Display options
Share it on

Mitochondrion. 2002 Nov;2(1):95-107. doi: 10.1016/s1567-7249(02)00013-2.

Targeting of tRNA into yeast and human mitochondria: the role of anticodon nucleotides.

Mitochondrion

O Kolesnikova, N Entelis, H Kazakova, I Brandina, R P Martin, I Tarassov

Affiliations

  1. FRE 2375 CNRS Modèles Levures de Pathologies Humaines, Institut de Physiologie et Chimie Biologique, 21 rue René Descartes 67084, Strasbourg, France.

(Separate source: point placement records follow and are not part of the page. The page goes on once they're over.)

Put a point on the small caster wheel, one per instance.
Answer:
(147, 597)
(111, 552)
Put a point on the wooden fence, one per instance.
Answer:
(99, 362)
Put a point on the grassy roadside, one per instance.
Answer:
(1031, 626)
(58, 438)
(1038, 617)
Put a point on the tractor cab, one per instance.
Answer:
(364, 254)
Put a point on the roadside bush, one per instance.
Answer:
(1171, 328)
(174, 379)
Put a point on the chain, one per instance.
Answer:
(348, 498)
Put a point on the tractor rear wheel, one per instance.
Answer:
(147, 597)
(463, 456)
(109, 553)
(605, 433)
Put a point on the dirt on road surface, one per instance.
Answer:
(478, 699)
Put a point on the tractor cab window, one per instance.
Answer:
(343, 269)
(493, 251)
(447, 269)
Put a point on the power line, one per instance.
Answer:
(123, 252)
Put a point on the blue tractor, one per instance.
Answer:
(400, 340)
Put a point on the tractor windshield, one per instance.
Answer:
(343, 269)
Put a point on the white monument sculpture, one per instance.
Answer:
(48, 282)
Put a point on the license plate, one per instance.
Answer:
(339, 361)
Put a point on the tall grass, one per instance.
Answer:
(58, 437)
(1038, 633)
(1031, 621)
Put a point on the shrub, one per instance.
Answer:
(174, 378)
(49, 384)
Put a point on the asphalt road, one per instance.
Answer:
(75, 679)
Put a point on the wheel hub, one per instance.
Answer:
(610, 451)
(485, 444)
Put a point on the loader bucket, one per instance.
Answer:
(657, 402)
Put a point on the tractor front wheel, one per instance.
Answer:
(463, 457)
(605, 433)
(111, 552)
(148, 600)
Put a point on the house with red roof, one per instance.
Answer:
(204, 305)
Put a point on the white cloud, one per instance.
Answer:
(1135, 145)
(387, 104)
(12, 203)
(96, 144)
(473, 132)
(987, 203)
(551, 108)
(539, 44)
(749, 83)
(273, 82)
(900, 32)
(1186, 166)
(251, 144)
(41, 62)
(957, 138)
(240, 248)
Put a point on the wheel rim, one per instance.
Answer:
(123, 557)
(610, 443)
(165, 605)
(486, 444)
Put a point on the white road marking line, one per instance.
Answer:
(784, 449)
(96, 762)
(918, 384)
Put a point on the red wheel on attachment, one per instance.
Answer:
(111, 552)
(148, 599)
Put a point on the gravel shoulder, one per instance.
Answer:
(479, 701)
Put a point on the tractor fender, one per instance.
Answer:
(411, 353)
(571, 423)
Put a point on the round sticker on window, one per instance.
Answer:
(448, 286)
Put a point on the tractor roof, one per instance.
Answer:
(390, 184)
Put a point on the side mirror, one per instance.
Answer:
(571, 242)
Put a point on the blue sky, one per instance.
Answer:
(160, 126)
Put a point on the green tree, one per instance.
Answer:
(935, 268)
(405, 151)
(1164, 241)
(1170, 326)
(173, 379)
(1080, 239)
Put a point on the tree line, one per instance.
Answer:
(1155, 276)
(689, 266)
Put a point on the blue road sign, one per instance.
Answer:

PMID: 16120312 DOI: 10.1016/s1567-7249(02)00013-2

Abstract

In vivo, yeast mitochondria import a single cytoplasmic tRNA, tRNA(CUU)Lys, while human mitochondria do not import any cytoplasmic tRNA. We have previously demonstrated that both yeast and human isolated mitochondria can specifically internalize tRNA(CUU)Lys, several of its mutant versions and some mutant versions of yeast cytosolic tRNA(UUU)Lys (not imported in vivo). Aminoacylation of tRNA(CUU)Lys by the cytoplasmic lysyl-tRNA synthetase was a prerequisite for its import. Here we are studying the influence of one-base replacements in the anticodon of tRNAs(Lys) on their aminoacylation, on binding to the precursor of the mitochondrial lysyl-tRNA synthetase (carrier protein directing the import), and on the efficiency of import into isolated yeast and human mitochondria. We show that the base U35 is the main identity element for the yeast cytoplasmic lysyl-tRNA synthetase. The single replacement that abolished import was C34G, while all the others only modulated the import efficiency. The need of aminoacylation for import and for interaction with the carrier protein was shown only for a subset of mutant versions, while the others could be recognized and internalized without aminoacylation or in misacylated forms.